INDIA — CASBAA, the Association of Asia’s pay-TV Industry, today warmly applauded the judicial review now underway in India of proposed extension and tightening of India’s pay-TV rate regulations.
The Madras High Court is currently reviewing the clash between the rights of copyright owners around the world and new tariff regulations proposed by the Telecom Regulatory Authority of India (TRAI). The court has ordered the TRAI not to give effect to the rules until the underlying issues are considered, with a hearing now set for January 19th.
CASBAA CEO Christopher Slaughter observed that the new rules would be a major negative factor for the business environment in the $17 billion Indian media industry. “India’s pay-TV regulations have long been among the strictest in the world”, he said. “The proposed new rules are highly intrusive and would make the environment much worse. Such a heavy-handed regulatory regime will inevitably hit foreign companies’ interest in investing in India.”

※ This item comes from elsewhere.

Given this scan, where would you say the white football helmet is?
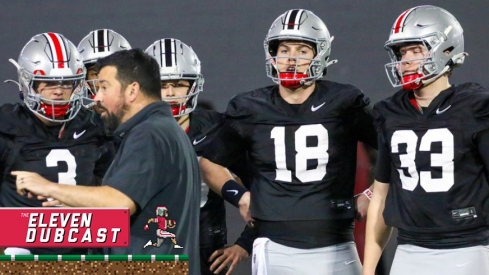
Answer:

Indian law gives copyright owners the ability to price and sell their creative works. In filing the Madras suit, the petitioner broadcasting organizations denounced the TRAI regulation as contrary to these principles as enshrined in the law, and in international treaties to which India is a signatory. (The TRAI rules would establish a controlled price regime by mandating a la carte channel supply, setting the ceiling, by specific genres, that broadcasting organizations can charge to multichannel program distributors, limiting discounts, prescribing carriage fees, and stipulating a compulsory distribution fee to be paid by Broadcasting Organizations to multichannel program distributors.
CASBAA has long expressed concern about India’s previous rate regulations, which included a cable retail price freeze imposed in 2004 “until the market became more competitive” and never revoked.
“Today, India’s television content market is among the most competitive in the world,” said Slaughter. “Modern cable MSOs, six different DTH platforms and now online OTT television are all giving Indian consumers a wide range of viewing options.”
CASBAA’s Chief Policy Officer John Medeiros observed that “As convergence and greater competition sweep the TV economy, other governments around the world are eliminating rate controls, to give more scope to competition among traditional and new online providers. In the last few years, Korea and Taiwan have both undertaken to liberalize their pay-TV price controls, leaving India as the last market economy in Asia with a hyper-regulatory regime. The proposed new rules would take India in the opposite direction from the rest of the world.”